Number of orders of $k$-sums of $n$-numbers

Question

Suppose we have a $n$-element set $S$. Denote the set of its $k$-element subsets by $K$ ($|K|=\binom{n}{k}$).

If the elements of $S$ are real numbers then to each $k$-element subset we can associate its sum. If these sums $\binom{n}{k}$ numbers are all distinct, they induce an order on $K$.

What is number of orders on $K$ we can obtain this way?

It is clear that this is not all $\binom{n}{k}!$ orders are possible. For example, because the smallest $k+1$ elements defined by the order of numbers of $S$ and $n! < \binom {\binom{n}{k}}{k}$ for sufficient large $k$. There are many other constrains on the orders of $K$.

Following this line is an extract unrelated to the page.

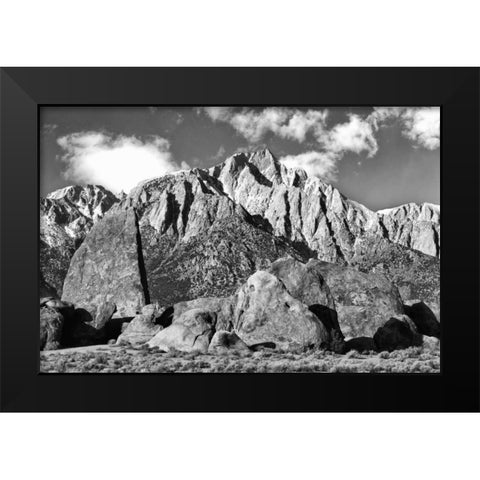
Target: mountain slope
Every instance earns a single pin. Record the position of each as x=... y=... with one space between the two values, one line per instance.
x=203 y=232
x=66 y=216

For $n=4$, and $k=2$. $S=\{a, b, c, d\}$ and $K=\{(a,b),(a,c),(a,d),(b,c),(b,d),(c,d)\}$. If $\{a, b, c, d\}=\{0.2, 0.4, 0.8, 0.3\}$, then the correspondent sums equals $\{0.6,1.0,0.5,1.2,0.7,1.1\}$, and we have the following order on $K$: $\{(a,d),(a,b),(b,d),(a,c),(c,d),(b,c)\}$.

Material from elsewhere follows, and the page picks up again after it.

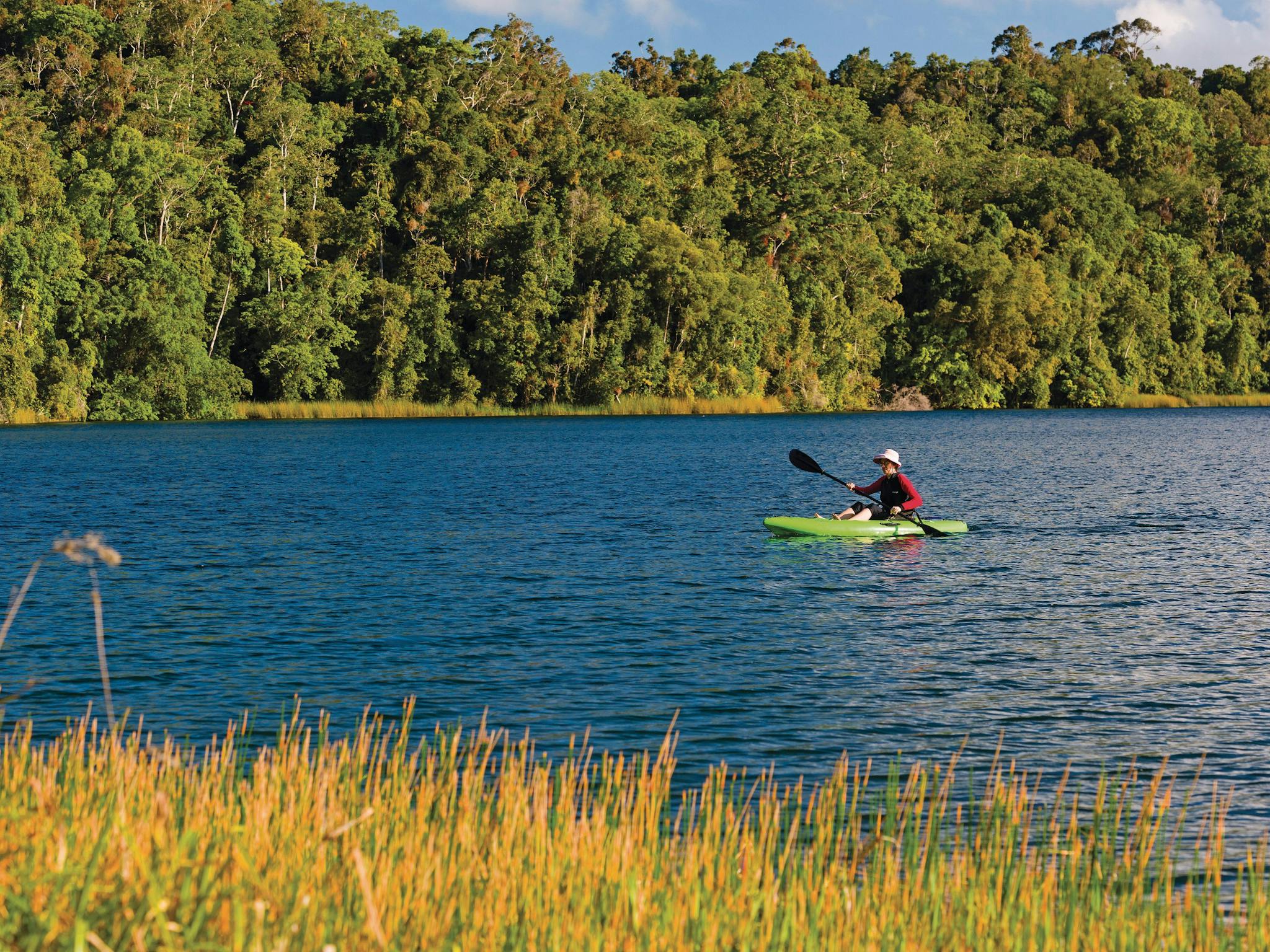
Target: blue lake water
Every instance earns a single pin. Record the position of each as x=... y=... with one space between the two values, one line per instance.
x=1112 y=601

Note that we can not get the order $\{(a,b),(a,c),(c,d),(b,d),(a,d),(b,c)\}$ because from the order of the first two elements we get that $b<c$, and from the second two element we get $b>c$.

Answer 1

You are asking for the number of regions of the real hyperplane arrangement with hyperplanes $x_{i_1}+\cdots+ x_{i_k}= x_{j_1}+\cdots+x_{j_k}$. For $n=4$ and $k=2$ the number of regions can be computed to be 48. The computation for $n=5$ and $k=2$ should be tractable, though beyond my computational skills. Based on what is known about counting the number of regions of a real arrangement, I would be very surprised if someone could give a nice answer to your question for any $n$ and $k$.